Graduate School of Medical Science and Engineering, KAIST, Daejeon 305-701, Korea.
1] Department of Biological Sciences, KAIST, Daejeon 305-701, Korea [2] Center for Cognition and Sociality, Institute for Basic Science (IBS), Daejeon 305-701, Korea.
Nat Commun. 2015 Apr 7;6:6781. doi: 10.1038/ncomms7781.
Primary cilia exert a profound impact on cell signalling and cell cycle progression.

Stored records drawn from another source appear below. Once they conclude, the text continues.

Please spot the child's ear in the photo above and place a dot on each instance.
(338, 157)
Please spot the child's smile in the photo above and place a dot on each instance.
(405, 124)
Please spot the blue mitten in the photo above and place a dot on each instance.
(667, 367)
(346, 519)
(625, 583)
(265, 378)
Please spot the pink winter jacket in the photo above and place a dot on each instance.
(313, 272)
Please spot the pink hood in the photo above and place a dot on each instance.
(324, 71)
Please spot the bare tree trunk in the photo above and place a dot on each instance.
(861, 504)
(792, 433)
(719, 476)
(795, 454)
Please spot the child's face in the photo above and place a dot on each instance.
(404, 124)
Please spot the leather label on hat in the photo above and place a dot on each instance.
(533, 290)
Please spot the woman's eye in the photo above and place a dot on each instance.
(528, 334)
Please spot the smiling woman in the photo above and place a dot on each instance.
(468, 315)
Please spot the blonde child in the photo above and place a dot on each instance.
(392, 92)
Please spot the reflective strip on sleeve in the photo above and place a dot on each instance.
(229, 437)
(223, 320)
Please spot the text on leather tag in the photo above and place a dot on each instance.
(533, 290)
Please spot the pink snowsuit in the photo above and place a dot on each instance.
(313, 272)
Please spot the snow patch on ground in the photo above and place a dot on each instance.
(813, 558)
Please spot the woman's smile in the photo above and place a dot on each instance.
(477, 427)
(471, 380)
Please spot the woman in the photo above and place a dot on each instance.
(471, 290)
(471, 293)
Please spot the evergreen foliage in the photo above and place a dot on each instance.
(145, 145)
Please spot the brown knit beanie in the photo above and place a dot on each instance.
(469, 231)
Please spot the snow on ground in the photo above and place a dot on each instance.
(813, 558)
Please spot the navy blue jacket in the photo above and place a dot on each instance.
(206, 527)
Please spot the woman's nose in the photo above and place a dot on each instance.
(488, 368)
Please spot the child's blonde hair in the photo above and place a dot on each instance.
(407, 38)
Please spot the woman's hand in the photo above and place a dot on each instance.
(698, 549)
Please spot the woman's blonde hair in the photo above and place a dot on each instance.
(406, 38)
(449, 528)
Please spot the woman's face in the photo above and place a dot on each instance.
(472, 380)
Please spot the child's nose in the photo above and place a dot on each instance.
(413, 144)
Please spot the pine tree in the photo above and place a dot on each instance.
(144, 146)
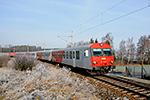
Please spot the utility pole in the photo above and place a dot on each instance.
(72, 39)
(27, 48)
(44, 45)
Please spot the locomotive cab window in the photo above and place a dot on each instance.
(86, 53)
(64, 54)
(107, 52)
(97, 52)
(70, 54)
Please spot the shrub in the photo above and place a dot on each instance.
(3, 60)
(24, 62)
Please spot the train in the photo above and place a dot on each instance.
(96, 58)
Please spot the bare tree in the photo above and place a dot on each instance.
(130, 49)
(122, 51)
(108, 39)
(142, 47)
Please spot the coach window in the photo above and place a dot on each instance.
(61, 54)
(77, 55)
(70, 54)
(67, 54)
(86, 53)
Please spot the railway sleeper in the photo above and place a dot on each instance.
(140, 90)
(142, 98)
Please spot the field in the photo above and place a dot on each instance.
(45, 82)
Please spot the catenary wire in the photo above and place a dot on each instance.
(112, 20)
(95, 16)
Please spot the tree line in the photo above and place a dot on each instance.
(22, 48)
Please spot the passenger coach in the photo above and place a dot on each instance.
(95, 58)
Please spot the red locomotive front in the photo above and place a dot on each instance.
(102, 57)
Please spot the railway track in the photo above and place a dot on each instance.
(125, 87)
(128, 88)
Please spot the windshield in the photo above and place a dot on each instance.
(102, 52)
(107, 52)
(97, 52)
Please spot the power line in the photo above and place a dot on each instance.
(113, 19)
(93, 17)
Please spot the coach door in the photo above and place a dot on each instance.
(74, 58)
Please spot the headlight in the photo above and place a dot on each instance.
(111, 61)
(94, 62)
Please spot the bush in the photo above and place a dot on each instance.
(3, 60)
(24, 62)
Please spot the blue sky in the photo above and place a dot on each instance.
(31, 22)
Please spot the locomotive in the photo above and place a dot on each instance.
(95, 58)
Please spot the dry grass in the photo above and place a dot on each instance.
(49, 83)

Recently, actin cytoskeleton destabilization has been recognized as a dominant inducer of ciliogenesis, but the exact mechanisms regulating ciliogenesis remain poorly understood. Here we show that the actin cytoskeleton remodelling controls ciliogenesis by regulating transcriptional coactivator YAP/TAZ as well as ciliary vesicle trafficking. Cytoplasmic retention of YAP/TAZ correlates with active ciliogenesis either in spatially confined cells or in cells treated with an actin filament destabilizer. Moreover, knockdown of YAP/TAZ is sufficient to induce ciliogenesis, whereas YAP/TAZ hyperactivation suppresses serum starvation-mediated ciliogenesis. We also identify actin remodelling factors LIMK2 and TESK1 as key players in the ciliogenesis control network in which YAP/TAZ and directional vesicle trafficking are integral components. Our work provides new insights for understanding the link between actin dynamics and ciliogenesis.
初级纤毛对细胞信号转导和细胞周期进程有深远的影响。最近,肌动蛋白细胞骨架的不稳定被认为是纤毛发生的主要诱导剂,但调节纤毛发生的确切机制仍知之甚少。在这里,我们表明,肌动蛋白细胞骨架重塑通过调节转录共激活因子 YAP/TAZ 以及纤毛囊泡运输来控制纤毛发生。YAP/TAZ 的细胞质保留与空间受限细胞或用肌动蛋白丝不稳定处理的细胞中的活跃纤毛发生相关。此外,YAP/TAZ 的敲低足以诱导纤毛发生,而 YAP/TAZ 的过度激活抑制血清饥饿介导的纤毛发生。我们还确定肌动蛋白重塑因子 LIMK2 和 TESK1 是纤毛发生控制网络中的关键参与者,其中 YAP/TAZ 和定向囊泡运输是整体组成部分。我们的工作为理解肌动蛋白动力学和纤毛发生之间的联系提供了新的见解。